Jair Bolsonaro levou seu candidato ao governo de São Paulo, Tarcísio de Freitas, e cinco ministros num sobrevôo da tragédia de Franco da Rocha (SP), onde a lama soterrou quinze residências, deixando oito mortos e dez pessoas desaparecidas.
De volta à terra, deu seu veredito: “Faltou, obviamente, uma visão de futuro por parte de quem construiu [as casas soterradas]”. Enquanto falava, a contagem de vítimas aumentava para 24 mortes e mais de 1,5 mil famílias desabrigadas em todo o Estado.
O presidente aceitou sair de casa e ir ao local de uma tragédia. Já é avanço notável no caso de um candidato à reeleição que, dias atrás, se recusou a sair de cima de um jet-sky na praia para viajar à Bahia, onde chuvas mataram 20 e desalojaram mais de 7 mil famílias.
A viagem de ontem serviu para o governo testar a nova cartilha de marketing para situações de emergência durante a temporada eleitoral.
Pelo roteiro, o presidente, compungido, culpa as vítimas por falta de “visão de futuro”. O ministro-candidato ao governo local se mantém em eloquente silêncio, como fez Tarcísio de Freitas (Infraestrutura).
Quem fala é outro ministro, sempre para debitar a tragédia na conta do adversário local.
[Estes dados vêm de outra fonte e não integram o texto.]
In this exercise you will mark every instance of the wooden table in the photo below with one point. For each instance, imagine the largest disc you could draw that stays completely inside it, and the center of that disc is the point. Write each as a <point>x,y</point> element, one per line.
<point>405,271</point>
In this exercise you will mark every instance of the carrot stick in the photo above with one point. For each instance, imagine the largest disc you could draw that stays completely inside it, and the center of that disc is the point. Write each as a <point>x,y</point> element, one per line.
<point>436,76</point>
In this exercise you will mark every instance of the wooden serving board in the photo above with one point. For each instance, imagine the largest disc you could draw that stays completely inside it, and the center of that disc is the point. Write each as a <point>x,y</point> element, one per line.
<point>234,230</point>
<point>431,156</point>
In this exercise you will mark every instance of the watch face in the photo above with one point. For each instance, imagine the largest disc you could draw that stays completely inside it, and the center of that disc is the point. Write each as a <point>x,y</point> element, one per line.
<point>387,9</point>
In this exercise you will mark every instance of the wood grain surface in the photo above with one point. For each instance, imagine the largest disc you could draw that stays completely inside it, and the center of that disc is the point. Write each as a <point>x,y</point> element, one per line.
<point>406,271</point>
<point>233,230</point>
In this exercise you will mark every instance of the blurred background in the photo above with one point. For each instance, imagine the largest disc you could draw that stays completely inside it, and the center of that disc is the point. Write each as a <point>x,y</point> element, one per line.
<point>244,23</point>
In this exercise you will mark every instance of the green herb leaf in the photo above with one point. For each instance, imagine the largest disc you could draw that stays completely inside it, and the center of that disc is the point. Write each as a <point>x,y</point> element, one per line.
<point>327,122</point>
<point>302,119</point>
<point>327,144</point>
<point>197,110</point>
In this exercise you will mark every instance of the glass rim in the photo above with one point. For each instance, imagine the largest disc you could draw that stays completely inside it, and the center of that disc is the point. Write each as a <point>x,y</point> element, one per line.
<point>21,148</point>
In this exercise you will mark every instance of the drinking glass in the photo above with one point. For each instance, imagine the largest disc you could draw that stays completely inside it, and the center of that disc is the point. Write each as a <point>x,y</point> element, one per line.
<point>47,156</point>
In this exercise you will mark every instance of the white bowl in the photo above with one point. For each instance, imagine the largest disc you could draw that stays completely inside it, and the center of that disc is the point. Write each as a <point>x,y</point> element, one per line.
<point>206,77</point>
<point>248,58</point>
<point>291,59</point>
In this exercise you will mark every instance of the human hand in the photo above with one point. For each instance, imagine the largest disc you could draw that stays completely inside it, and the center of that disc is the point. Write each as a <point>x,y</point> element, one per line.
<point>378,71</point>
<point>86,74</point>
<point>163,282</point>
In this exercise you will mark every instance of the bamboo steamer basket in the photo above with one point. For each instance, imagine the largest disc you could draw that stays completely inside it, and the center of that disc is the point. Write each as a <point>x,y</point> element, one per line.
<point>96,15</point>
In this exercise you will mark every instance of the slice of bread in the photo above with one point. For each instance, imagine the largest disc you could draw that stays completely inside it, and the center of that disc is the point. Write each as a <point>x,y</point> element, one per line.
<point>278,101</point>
Rogério Marinho (Desenvolvimento Regional) responsabilizou o governador paulista João Doria, concorrente do seu chefe na disputa presidencial.
Se é bom para marquetagem de campanha, não elimina a cumplicidade determinante da trágica realidade brasileira em política habitacional e de urbanização.
Nos últimos três anos, por exemplo, faltou a Bolsonaro uma “visão de futuro” sobre aquele que seria um dos seus principais programas sociais — o de habitação para a população de baixa renda nas periferias das maiores cidades.
A seção de propaganda oficial criou a marca “Casa Verde e Amarela” em substituição à anterior “Minha Casa, Minha Vida”, do governo Dilma Rousseff.
Porém, a “Casa Verde e Amarela” acabou soterrada sob os escombros orçamentários das negociações eleitorais de Bolsonaro com líderes do Centrão, apoiadas pelos interessados ministros-candidatos Marinho e Tarcísio.
Foi anunciada, em 2019, com investimento de R$ 4,8 bilhões. Caiu pela metade nos dois orçamentos seguintes. Neste ano, a previsão é de R$ 1,2 bilhão.
Ao cortar 75% dos recursos no orçamento, Bolsonaro condenou à inanição a própria política habitacional.
No orçamento de 2022 é possível entrever o seguinte: Bolsonaro reservou para um dos seus principais programas sociais um volume de dinheiro cinco vezes menor do que o total destinado aos partidos e candidatos — ele e seus ministros incluídos —, nos fundos eleitoral e partidário.
Segundo Marinho, as “restrições fiscais” deixaram o caixa federal sem dinheiro para obras contra enchentes em São Paulo. Mas a escassez não tem impedido seu ministério de gastar dinheiro na propaganda de uma política habitacional inexistente.
Essa “visão de futuro” permeia tragédias no solo urbano baiano e paulista, encharcado pelas chuvas de verão.